I had drafted an email to a colleague overseeing technology projects. The email was simply to ask what our company was doing around AI and whether I could be involved in some capacity.
That email, just a few lines long, took me 30 minutes to write.
I was deeply intimidated by the idea of joining the conversation. I didn’t have the technical skills. I didn’t have the standing within the company. I couldn’t even articulate a clear outcome I was seeking.
But my curiosity outweighed my fear.
I hit ‘Send,’ formally marking the beginning of my deep dive into generative AI.
Since then, I’ve learned a tremendous amount. But the intimidation hasn’t gone away. If anything, it grows a little each day I read a new post by a brilliant engineer or explore another innovative tool.
It has grown. But so has my capacity to manage it, even embrace it.
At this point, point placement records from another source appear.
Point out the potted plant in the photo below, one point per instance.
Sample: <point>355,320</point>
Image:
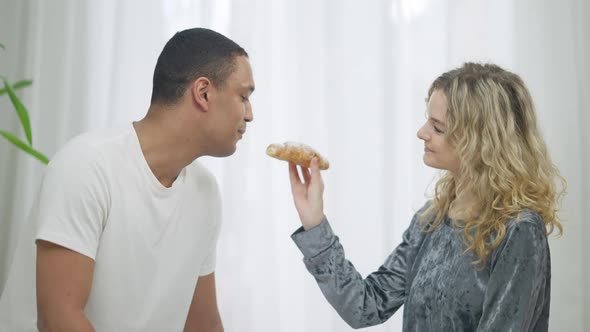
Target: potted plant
<point>23,116</point>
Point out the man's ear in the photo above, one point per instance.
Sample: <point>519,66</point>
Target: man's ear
<point>200,92</point>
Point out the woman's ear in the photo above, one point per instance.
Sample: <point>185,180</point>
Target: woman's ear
<point>199,91</point>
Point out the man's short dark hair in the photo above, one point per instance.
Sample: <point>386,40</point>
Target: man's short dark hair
<point>191,54</point>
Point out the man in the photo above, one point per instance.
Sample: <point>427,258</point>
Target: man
<point>126,220</point>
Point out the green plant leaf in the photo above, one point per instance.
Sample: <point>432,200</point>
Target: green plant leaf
<point>17,85</point>
<point>23,146</point>
<point>20,109</point>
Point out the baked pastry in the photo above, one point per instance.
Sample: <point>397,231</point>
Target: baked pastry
<point>297,153</point>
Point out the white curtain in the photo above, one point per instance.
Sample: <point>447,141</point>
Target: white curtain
<point>346,77</point>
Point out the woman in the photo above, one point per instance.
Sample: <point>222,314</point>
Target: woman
<point>476,256</point>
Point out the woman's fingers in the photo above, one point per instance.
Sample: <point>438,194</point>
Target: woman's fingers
<point>306,175</point>
<point>293,175</point>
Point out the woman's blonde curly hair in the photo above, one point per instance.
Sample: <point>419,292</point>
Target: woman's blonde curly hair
<point>504,164</point>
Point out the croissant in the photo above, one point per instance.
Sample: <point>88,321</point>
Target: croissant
<point>297,153</point>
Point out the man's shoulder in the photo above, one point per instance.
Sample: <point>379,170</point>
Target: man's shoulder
<point>201,177</point>
<point>89,146</point>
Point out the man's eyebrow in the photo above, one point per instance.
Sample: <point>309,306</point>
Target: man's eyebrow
<point>437,121</point>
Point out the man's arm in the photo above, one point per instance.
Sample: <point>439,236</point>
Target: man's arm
<point>64,278</point>
<point>203,315</point>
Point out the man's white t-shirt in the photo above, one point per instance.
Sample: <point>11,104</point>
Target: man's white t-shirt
<point>149,243</point>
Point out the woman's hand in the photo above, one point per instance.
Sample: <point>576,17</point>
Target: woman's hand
<point>308,195</point>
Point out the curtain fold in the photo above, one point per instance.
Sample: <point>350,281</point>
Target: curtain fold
<point>346,77</point>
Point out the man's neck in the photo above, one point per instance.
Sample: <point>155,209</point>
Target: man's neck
<point>164,147</point>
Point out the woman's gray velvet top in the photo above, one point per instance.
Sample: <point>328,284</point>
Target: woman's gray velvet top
<point>434,279</point>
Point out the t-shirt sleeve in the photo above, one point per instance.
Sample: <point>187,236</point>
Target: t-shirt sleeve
<point>73,201</point>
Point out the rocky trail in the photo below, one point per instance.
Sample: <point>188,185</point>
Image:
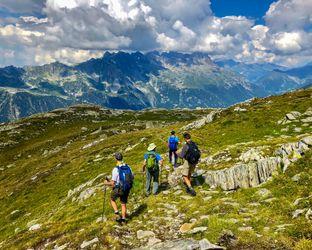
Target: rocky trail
<point>253,181</point>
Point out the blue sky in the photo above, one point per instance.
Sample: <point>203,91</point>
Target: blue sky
<point>255,9</point>
<point>36,32</point>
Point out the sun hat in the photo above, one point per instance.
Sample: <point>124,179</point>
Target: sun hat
<point>151,147</point>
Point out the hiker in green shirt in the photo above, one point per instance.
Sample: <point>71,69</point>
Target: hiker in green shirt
<point>151,165</point>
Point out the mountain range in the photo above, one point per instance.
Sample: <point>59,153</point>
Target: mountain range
<point>137,81</point>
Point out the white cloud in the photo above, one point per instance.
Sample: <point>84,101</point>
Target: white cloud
<point>289,15</point>
<point>74,30</point>
<point>288,42</point>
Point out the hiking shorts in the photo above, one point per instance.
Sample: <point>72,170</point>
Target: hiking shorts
<point>118,193</point>
<point>188,168</point>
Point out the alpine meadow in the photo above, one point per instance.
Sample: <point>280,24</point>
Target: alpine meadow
<point>156,124</point>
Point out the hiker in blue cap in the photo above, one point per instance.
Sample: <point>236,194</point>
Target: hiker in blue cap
<point>173,142</point>
<point>121,183</point>
<point>152,164</point>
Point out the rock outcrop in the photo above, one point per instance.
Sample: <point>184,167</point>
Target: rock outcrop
<point>255,173</point>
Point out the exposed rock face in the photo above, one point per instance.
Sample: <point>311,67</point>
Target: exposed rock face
<point>251,155</point>
<point>181,244</point>
<point>203,121</point>
<point>243,175</point>
<point>255,173</point>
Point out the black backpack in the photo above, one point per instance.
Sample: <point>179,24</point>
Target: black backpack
<point>125,177</point>
<point>193,153</point>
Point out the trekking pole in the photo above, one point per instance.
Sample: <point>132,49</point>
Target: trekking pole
<point>104,201</point>
<point>143,183</point>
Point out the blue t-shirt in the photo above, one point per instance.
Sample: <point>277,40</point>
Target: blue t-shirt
<point>175,138</point>
<point>158,157</point>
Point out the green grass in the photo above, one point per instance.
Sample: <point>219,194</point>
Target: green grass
<point>73,222</point>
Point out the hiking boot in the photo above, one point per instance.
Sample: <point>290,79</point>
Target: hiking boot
<point>121,220</point>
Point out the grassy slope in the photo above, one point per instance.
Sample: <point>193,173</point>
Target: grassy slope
<point>40,199</point>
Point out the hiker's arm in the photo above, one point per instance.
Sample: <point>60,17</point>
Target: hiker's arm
<point>144,165</point>
<point>183,152</point>
<point>109,183</point>
<point>161,162</point>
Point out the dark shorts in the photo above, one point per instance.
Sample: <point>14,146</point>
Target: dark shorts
<point>118,193</point>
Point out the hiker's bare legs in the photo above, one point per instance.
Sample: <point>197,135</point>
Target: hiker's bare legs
<point>187,181</point>
<point>123,211</point>
<point>114,205</point>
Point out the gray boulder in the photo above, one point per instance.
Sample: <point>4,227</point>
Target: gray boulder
<point>204,244</point>
<point>145,234</point>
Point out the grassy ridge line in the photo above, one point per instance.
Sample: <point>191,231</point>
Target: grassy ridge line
<point>67,222</point>
<point>75,159</point>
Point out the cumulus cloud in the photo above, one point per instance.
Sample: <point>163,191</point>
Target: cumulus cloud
<point>24,6</point>
<point>75,30</point>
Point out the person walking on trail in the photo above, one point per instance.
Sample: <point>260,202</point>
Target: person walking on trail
<point>121,183</point>
<point>151,165</point>
<point>173,142</point>
<point>191,155</point>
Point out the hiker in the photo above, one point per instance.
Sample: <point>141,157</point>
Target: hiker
<point>173,142</point>
<point>121,182</point>
<point>151,165</point>
<point>191,155</point>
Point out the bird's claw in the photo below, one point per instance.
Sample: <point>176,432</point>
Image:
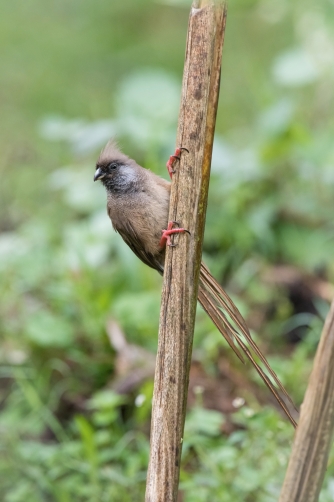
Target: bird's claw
<point>172,159</point>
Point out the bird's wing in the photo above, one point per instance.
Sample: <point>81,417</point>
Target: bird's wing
<point>131,238</point>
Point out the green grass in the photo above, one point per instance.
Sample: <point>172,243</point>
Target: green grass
<point>65,67</point>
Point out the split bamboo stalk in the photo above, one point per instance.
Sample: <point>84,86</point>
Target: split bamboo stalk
<point>189,194</point>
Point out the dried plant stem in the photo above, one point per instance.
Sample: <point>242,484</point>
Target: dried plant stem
<point>314,433</point>
<point>197,118</point>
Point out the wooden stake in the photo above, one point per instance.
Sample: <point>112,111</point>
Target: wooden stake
<point>189,193</point>
<point>314,433</point>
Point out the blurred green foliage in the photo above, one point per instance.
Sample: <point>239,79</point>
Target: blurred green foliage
<point>73,74</point>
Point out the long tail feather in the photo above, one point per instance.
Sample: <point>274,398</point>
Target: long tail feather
<point>217,304</point>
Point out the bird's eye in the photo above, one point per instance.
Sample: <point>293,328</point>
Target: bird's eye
<point>112,165</point>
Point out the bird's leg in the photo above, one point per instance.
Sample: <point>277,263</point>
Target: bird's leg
<point>165,238</point>
<point>173,158</point>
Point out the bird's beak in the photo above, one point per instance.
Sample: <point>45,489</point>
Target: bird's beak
<point>98,174</point>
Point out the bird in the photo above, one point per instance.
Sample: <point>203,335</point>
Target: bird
<point>138,207</point>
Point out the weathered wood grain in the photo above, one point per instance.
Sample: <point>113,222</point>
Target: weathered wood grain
<point>314,433</point>
<point>197,118</point>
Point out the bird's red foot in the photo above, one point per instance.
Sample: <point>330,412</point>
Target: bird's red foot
<point>165,238</point>
<point>174,158</point>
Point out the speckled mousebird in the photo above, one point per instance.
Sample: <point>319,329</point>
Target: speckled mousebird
<point>138,206</point>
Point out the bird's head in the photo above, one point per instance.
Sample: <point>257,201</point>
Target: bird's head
<point>117,172</point>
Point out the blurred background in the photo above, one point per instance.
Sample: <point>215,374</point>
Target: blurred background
<point>79,312</point>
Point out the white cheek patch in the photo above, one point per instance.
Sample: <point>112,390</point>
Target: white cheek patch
<point>128,173</point>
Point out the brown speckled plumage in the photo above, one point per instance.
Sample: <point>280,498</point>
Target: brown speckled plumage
<point>138,206</point>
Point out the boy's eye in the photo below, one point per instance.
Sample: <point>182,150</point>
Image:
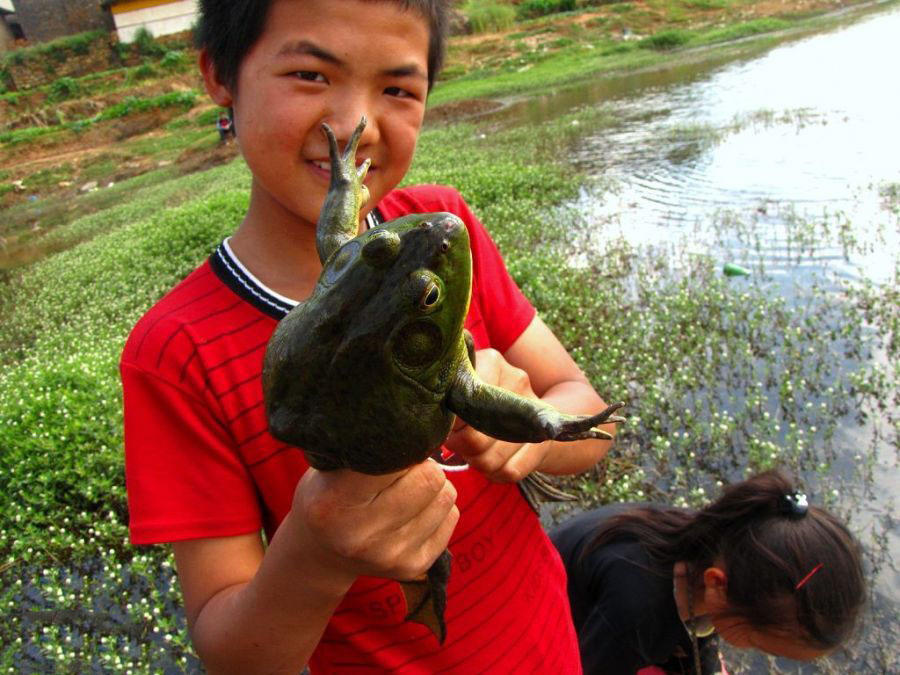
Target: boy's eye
<point>398,92</point>
<point>310,76</point>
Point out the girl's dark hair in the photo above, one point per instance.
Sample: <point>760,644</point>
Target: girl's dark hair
<point>227,30</point>
<point>767,548</point>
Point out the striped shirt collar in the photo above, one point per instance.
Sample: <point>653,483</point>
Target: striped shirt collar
<point>243,282</point>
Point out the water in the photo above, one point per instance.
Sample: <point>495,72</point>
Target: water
<point>806,131</point>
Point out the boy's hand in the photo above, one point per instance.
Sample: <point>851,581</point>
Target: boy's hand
<point>501,461</point>
<point>391,526</point>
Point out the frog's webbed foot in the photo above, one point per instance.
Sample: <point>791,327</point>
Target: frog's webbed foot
<point>578,427</point>
<point>344,171</point>
<point>426,599</point>
<point>537,487</point>
<point>339,218</point>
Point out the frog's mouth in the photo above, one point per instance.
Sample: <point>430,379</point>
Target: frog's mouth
<point>418,350</point>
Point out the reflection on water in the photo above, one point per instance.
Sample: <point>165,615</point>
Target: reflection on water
<point>806,132</point>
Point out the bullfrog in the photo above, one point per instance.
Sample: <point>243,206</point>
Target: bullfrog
<point>370,372</point>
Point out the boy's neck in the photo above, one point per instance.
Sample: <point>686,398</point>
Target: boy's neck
<point>279,251</point>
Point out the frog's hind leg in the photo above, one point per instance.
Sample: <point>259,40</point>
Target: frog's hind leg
<point>426,599</point>
<point>339,218</point>
<point>537,487</point>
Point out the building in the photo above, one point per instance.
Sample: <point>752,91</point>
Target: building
<point>159,17</point>
<point>10,30</point>
<point>45,20</point>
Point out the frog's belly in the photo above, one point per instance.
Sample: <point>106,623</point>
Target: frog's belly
<point>374,440</point>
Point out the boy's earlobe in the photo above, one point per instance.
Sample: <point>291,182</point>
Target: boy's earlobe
<point>715,583</point>
<point>217,91</point>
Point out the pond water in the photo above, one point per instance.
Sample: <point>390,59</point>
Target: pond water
<point>806,130</point>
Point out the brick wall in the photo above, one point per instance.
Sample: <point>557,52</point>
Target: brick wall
<point>33,72</point>
<point>44,20</point>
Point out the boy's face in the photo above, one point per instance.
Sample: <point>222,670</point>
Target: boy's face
<point>328,61</point>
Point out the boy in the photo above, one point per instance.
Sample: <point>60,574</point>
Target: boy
<point>202,470</point>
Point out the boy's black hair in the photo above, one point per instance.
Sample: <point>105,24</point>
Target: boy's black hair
<point>786,570</point>
<point>227,30</point>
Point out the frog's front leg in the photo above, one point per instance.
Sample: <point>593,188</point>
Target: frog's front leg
<point>507,416</point>
<point>339,217</point>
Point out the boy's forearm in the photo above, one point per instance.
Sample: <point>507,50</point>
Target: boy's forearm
<point>575,397</point>
<point>272,623</point>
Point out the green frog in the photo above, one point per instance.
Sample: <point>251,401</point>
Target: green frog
<point>370,372</point>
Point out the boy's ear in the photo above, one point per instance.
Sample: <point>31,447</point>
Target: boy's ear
<point>217,91</point>
<point>715,589</point>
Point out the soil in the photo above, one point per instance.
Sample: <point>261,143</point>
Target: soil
<point>66,161</point>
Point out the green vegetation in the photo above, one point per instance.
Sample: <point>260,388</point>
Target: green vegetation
<point>752,381</point>
<point>57,50</point>
<point>529,9</point>
<point>63,88</point>
<point>130,106</point>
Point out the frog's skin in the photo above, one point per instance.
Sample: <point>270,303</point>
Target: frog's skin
<point>371,370</point>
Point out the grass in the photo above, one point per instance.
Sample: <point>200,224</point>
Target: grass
<point>493,69</point>
<point>751,381</point>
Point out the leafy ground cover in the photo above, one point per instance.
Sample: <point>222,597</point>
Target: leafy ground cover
<point>720,375</point>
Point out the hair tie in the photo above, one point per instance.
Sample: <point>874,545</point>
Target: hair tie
<point>793,505</point>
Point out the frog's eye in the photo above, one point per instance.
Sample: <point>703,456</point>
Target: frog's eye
<point>431,296</point>
<point>381,248</point>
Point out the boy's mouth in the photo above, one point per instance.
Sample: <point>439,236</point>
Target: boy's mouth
<point>326,165</point>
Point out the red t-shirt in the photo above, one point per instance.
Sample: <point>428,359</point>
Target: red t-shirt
<point>201,463</point>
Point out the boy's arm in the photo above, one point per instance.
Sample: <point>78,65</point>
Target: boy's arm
<point>256,610</point>
<point>536,365</point>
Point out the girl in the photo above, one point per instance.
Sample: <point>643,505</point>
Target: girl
<point>651,585</point>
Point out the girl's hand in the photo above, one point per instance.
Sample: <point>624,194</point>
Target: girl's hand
<point>391,526</point>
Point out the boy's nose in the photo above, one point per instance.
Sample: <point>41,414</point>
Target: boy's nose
<point>344,123</point>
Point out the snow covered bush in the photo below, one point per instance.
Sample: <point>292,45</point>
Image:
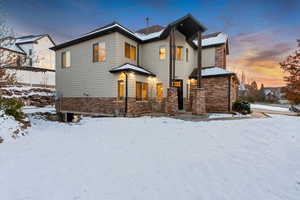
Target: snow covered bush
<point>10,128</point>
<point>12,107</point>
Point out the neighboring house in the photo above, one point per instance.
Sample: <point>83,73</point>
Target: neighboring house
<point>274,94</point>
<point>30,58</point>
<point>97,71</point>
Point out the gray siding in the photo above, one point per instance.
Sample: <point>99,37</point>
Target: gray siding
<point>94,79</point>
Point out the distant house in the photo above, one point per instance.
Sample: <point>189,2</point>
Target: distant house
<point>275,94</point>
<point>30,58</point>
<point>113,69</point>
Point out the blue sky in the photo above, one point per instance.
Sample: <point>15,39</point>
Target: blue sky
<point>261,31</point>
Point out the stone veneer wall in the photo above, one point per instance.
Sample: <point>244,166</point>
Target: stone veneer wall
<point>108,106</point>
<point>171,107</point>
<point>216,93</point>
<point>198,103</point>
<point>220,59</point>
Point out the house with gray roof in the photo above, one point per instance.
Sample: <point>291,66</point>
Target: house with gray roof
<point>114,70</point>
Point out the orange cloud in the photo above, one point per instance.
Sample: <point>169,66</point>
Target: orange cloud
<point>258,56</point>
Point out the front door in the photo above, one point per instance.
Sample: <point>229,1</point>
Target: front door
<point>178,83</point>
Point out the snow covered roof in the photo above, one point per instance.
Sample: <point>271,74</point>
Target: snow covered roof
<point>13,44</point>
<point>10,44</point>
<point>28,39</point>
<point>211,71</point>
<point>191,26</point>
<point>220,38</point>
<point>131,67</point>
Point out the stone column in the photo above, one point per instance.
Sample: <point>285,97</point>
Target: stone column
<point>198,104</point>
<point>172,101</point>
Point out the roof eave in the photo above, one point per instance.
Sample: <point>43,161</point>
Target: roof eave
<point>128,70</point>
<point>94,35</point>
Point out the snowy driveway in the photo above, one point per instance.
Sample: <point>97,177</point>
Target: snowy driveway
<point>154,158</point>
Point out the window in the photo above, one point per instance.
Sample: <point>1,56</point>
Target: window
<point>66,59</point>
<point>141,91</point>
<point>18,61</point>
<point>99,52</point>
<point>187,54</point>
<point>145,91</point>
<point>159,91</point>
<point>179,53</point>
<point>130,51</point>
<point>162,53</point>
<point>120,89</point>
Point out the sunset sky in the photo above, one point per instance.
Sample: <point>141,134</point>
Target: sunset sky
<point>262,32</point>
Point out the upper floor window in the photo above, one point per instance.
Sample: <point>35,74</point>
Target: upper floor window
<point>162,53</point>
<point>99,52</point>
<point>187,54</point>
<point>141,91</point>
<point>66,59</point>
<point>120,89</point>
<point>179,53</point>
<point>130,51</point>
<point>30,62</point>
<point>159,91</point>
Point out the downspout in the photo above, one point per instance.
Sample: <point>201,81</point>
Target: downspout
<point>126,93</point>
<point>138,55</point>
<point>229,93</point>
<point>170,58</point>
<point>199,61</point>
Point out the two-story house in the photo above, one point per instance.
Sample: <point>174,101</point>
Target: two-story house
<point>112,70</point>
<point>30,58</point>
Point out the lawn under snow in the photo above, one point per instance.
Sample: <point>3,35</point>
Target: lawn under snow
<point>154,158</point>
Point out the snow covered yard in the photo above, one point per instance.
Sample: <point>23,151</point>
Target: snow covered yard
<point>154,158</point>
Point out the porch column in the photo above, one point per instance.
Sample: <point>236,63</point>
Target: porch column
<point>173,52</point>
<point>199,61</point>
<point>198,100</point>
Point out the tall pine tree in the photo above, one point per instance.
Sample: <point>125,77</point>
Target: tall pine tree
<point>291,65</point>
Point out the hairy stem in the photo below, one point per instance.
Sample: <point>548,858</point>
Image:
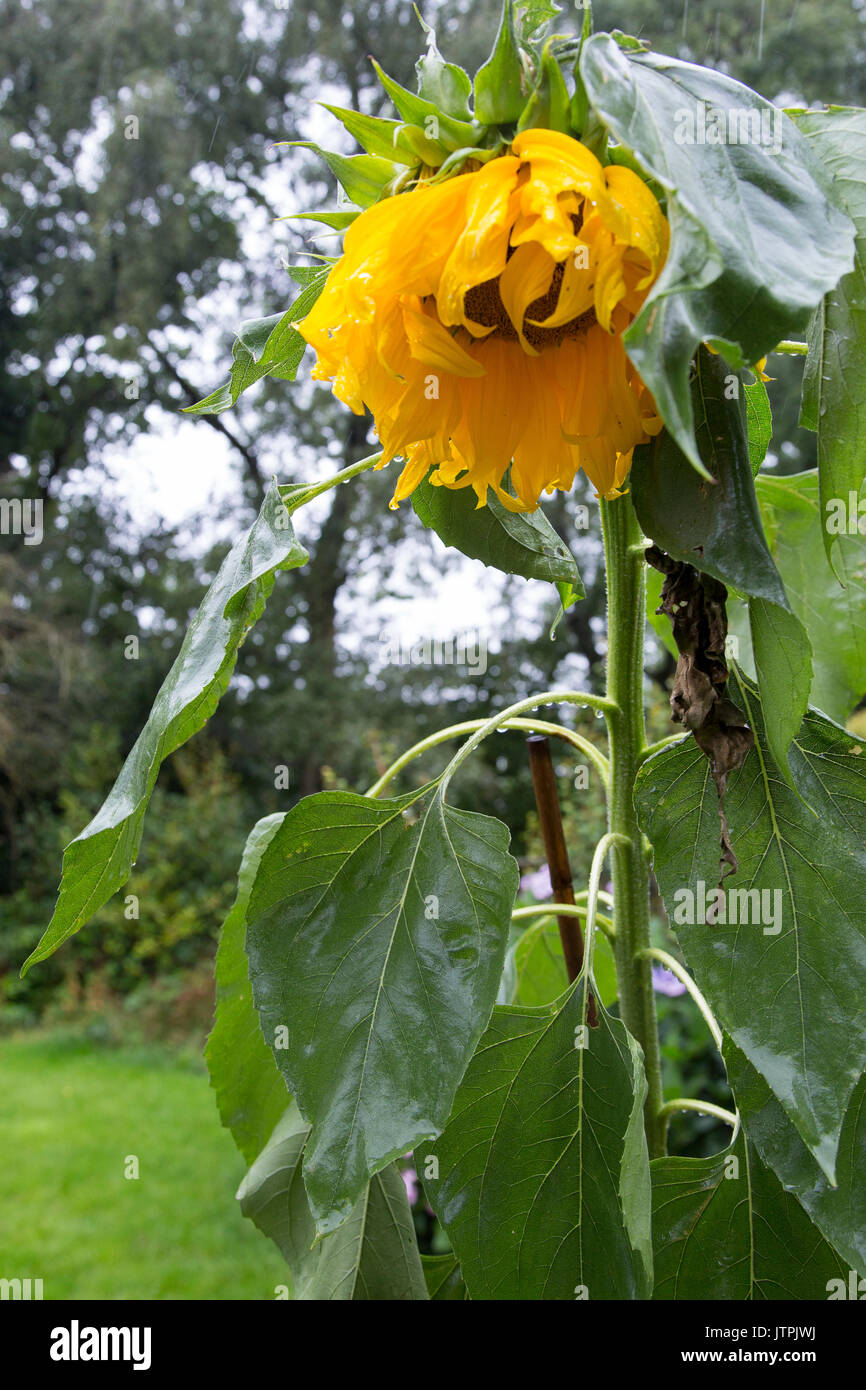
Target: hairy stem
<point>627,734</point>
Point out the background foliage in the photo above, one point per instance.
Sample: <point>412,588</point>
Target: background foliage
<point>118,255</point>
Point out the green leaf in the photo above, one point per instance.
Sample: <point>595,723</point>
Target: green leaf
<point>499,91</point>
<point>337,220</point>
<point>542,1175</point>
<point>549,104</point>
<point>834,380</point>
<point>250,1091</point>
<point>659,622</point>
<point>373,1257</point>
<point>442,84</point>
<point>788,983</point>
<point>783,663</point>
<point>838,1212</point>
<point>759,421</point>
<point>755,241</point>
<point>444,1279</point>
<point>516,542</point>
<point>834,617</point>
<point>567,598</point>
<point>534,14</point>
<point>540,966</point>
<point>417,110</point>
<point>363,177</point>
<point>723,1229</point>
<point>378,947</point>
<point>715,526</point>
<point>267,346</point>
<point>99,861</point>
<point>374,134</point>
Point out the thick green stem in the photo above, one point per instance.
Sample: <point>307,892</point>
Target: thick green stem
<point>627,731</point>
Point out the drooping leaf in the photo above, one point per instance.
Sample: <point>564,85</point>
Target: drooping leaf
<point>99,861</point>
<point>377,945</point>
<point>716,526</point>
<point>784,966</point>
<point>834,380</point>
<point>713,524</point>
<point>724,1229</point>
<point>540,966</point>
<point>534,14</point>
<point>759,421</point>
<point>783,665</point>
<point>373,1257</point>
<point>444,1279</point>
<point>541,1176</point>
<point>267,346</point>
<point>250,1091</point>
<point>833,613</point>
<point>337,220</point>
<point>515,542</point>
<point>838,1212</point>
<point>755,241</point>
<point>499,92</point>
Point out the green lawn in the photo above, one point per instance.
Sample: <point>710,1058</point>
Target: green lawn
<point>70,1115</point>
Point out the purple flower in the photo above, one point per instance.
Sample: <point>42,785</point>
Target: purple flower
<point>538,883</point>
<point>410,1180</point>
<point>665,982</point>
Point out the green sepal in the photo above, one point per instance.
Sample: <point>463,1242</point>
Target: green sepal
<point>363,177</point>
<point>376,134</point>
<point>417,110</point>
<point>499,86</point>
<point>445,84</point>
<point>549,103</point>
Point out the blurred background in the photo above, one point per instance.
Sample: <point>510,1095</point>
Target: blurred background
<point>145,213</point>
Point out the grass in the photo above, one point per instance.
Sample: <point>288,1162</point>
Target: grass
<point>70,1115</point>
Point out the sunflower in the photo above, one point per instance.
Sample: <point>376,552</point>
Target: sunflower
<point>481,323</point>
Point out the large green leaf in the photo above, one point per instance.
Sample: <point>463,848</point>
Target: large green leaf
<point>444,1279</point>
<point>515,542</point>
<point>250,1091</point>
<point>267,346</point>
<point>540,975</point>
<point>834,616</point>
<point>790,982</point>
<point>717,528</point>
<point>723,1229</point>
<point>373,1257</point>
<point>834,381</point>
<point>838,1212</point>
<point>542,1173</point>
<point>759,419</point>
<point>99,861</point>
<point>712,524</point>
<point>378,947</point>
<point>755,241</point>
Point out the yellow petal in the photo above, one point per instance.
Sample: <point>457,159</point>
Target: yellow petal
<point>524,280</point>
<point>431,344</point>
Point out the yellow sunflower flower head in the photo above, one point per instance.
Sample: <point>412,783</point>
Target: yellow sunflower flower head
<point>480,320</point>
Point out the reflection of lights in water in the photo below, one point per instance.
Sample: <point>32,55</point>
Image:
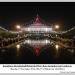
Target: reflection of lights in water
<point>57,47</point>
<point>17,46</point>
<point>37,42</point>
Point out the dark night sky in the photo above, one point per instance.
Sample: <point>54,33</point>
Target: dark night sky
<point>20,13</point>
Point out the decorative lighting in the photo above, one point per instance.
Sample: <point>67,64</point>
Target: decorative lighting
<point>57,47</point>
<point>56,26</point>
<point>18,26</point>
<point>18,46</point>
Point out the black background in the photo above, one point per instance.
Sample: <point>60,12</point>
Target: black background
<point>52,12</point>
That’s what this post is about…
Recognizing intimidation at different stages of AI understanding and learning how to use it to feed curiosity and guide more systematic learning.
Intimidation across key phases of understanding
When I first began to consider exploring AI, everything felt too technical. AI had always seemed like the product of secretive R&D labs, developed by brainiac engineers and scientists at companies I had no proximity to.
I worried about getting it wrong, about not being smart enough to keep up, or even entering the space at all.
Eventually, I worked through that initial barrier and came to understand just how extraordinary—and accessible—the technology had become.
The intimidation didn’t vanish. It just changed shape.
When I started using AI for practical tasks, it became something subtler.
Knowing just enough is dangerous. I started feeling a strange embarrassment about using AI so simply while others online were building agents and deploying code. I wasn’t using it anywhere near its full potential, and I knew it. (Still not, by the way.)
As I moved into more systematic experimentation, the intimidation shifted again, but this time in a more personal direction.
Once I began testing prompts with focused outcomes, I started to notice where my own thinking was fuzzy or incomplete.
AI didn’t just produce outputs. It reflected back the quality of my inputs. If my logic was unclear, AI wasted no time in revealing it. That intimidation didn’t feel technical anymore—it felt like I was personally inadequate.
Later, when I began working with AI more as a creative partner—co-developing frameworks, reviewing drafts, brainstorming problem-solving approaches—the discomfort sharpened again.
What if it generated something better than I could? What did that mean for me as a contributor? Is this what being replaced actually feels like?
Embracing intimidation
Now, the intimidation is less intrusive, but no less real.
I still get overwhelmed by new tools and by the thinking of others who seem years ahead.
But now, that feeling is more of a signal than a barrier. It tells me I’m entering new territory. It reminds me that I’m being led by questions I don’t yet know how to answer.
Managing intimidation isn’t about building confidence. It’s about relentlessly feeding curiosity.
Experiment → fail → reflect → repeat
Embrace the process. Be fearless in executing it.
This mantra, I believe, is essential on the path toward AI stewardship.